The last century has witnessed the introduction, establishment and expansion of mosquito-borne diseases into diverse new geographic ranges. Malaria is transmitted by female Anopheles mosquitoes. Despite making great strides over the past few decades in reducing the burden of malaria, transmission is now on the rise again, in part owing to the emergence of mosquito resistance to insecticides, antimalarial drug resistance and, more recently, the challenges of the COVID-19 pandemic, which resulted in the reduced implementation efficiency of various control programs.

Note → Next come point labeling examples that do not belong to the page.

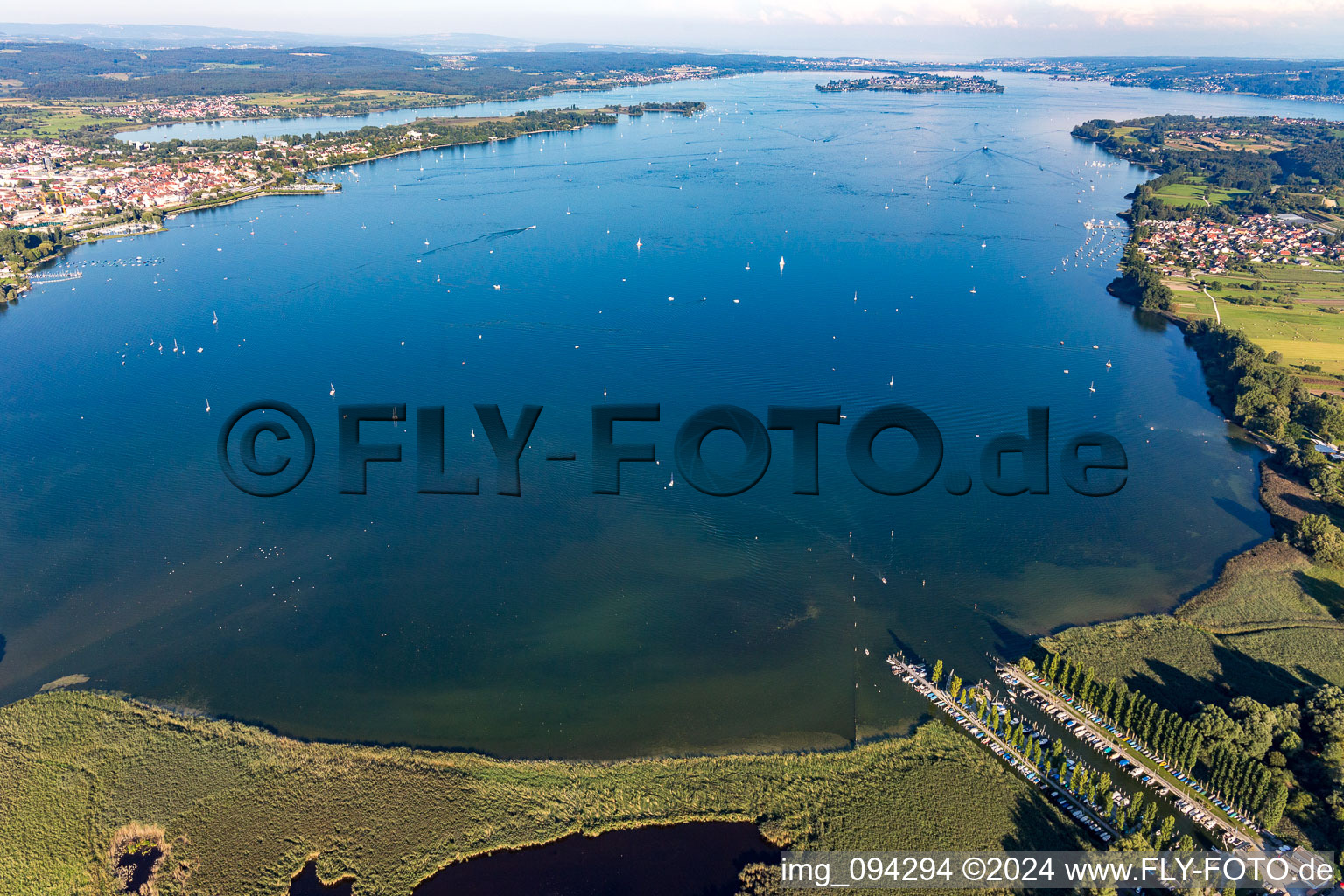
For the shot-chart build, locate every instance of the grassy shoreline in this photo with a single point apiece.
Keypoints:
(243, 808)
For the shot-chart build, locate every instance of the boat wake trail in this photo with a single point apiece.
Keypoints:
(488, 238)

The utility of genetically engineered gene drive mosquitoes as tools to decrease the burden of malaria by controlling the disease-transmitting mosquitoes is being evaluated. To date, there has been remarkable progress in the development of CRISPR/Cas9-based homing endonuclease designs in malaria mosquitoes due to successful proof-of-principle and multigenerational experiments. In this review, we examine the lessons learnt from the development of current CRISPR/Cas9-based homing endonuclease gene drives, providing a framework for the development of gene drive systems for the targeted control of wild malaria-transmitting mosquito populations that overcome challenges such as with evolving drive-resistance. We also discuss the additional substantial works required to progress the development of gene drive systems from scientific discovery to further study and subsequent field application in endemic settings.